Data centres are undergoing a huge makeover.
This transformation is both cosmetic (in terms of design, structure, usage of materials etc.), the kind of technology used to the talent that will be in charge of manning earth’s most valuable resources. What is Data Centre Transformation?
Simply put- it means the process of changing a data centre to improve its overall functionality and performance. Some experts define and characterise data centre transformation as large-scale programmes of change that affect many of the key parts of data centre use. This would include construction, design, hardware and business processes. From a technology perspective, the obvious changes would be – software-defined interconnection, cloud computing, usage of Artificial Intelligence (AI) and Machine Learning (ML).
Renewable Energy to the Fore
The most discernible change that data centres are expected to undergo by the end of this decade, is in the area of energy adoption. As digital adoption continues to surge, non-clean power is expected to take a back seat and in some cases become dinosaur-like, i.e. extinct.

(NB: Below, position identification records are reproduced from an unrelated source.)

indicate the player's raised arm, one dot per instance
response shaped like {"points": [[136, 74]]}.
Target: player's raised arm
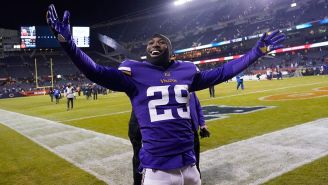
{"points": [[108, 77], [267, 43]]}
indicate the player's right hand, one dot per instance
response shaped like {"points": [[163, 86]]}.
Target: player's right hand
{"points": [[61, 29]]}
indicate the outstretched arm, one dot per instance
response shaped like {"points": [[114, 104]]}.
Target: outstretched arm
{"points": [[108, 77], [230, 69]]}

“With AI-based intelligent management, ZTE will bring green energy through the superposition of solar solutions, and build new type of green, efficient, low-carbon data centre from multiple dimensions,” opined LEI Ting, Director of Energy Product R&D Dept. (in charge of Data Center Product), from ZTE Corporation.
According to IRENA’s Global Renewables Outlook report the ASEAN region currently secures around 14 per cent of its primary energy from modern, sustainable resources. Asia is one of the fastest-growing regions in the world in terms of its primary energy demand and consumption.
“With the huge untapped potential for renewables, the regional grids and networks in Asia can go a long way in developing scalable capacity, boost access, and promoting broader regional economic integration, increasing the use of renewable energy in the future,” points out Chris Street, EVP of Market Development, PDG.
The booming development of digital infrastructure will bring about the growth of energy demand and carbon emissions. “Against the background of carbon peak and carbon neutrality, in the future, ZTE will continue to promote the data center to be prefabricated and modular, use indirect evaporative cooling air conditioners, liquid cooling system, and full-link power distribution modules to achieve high-density and energy-saving,” states LEI Ting.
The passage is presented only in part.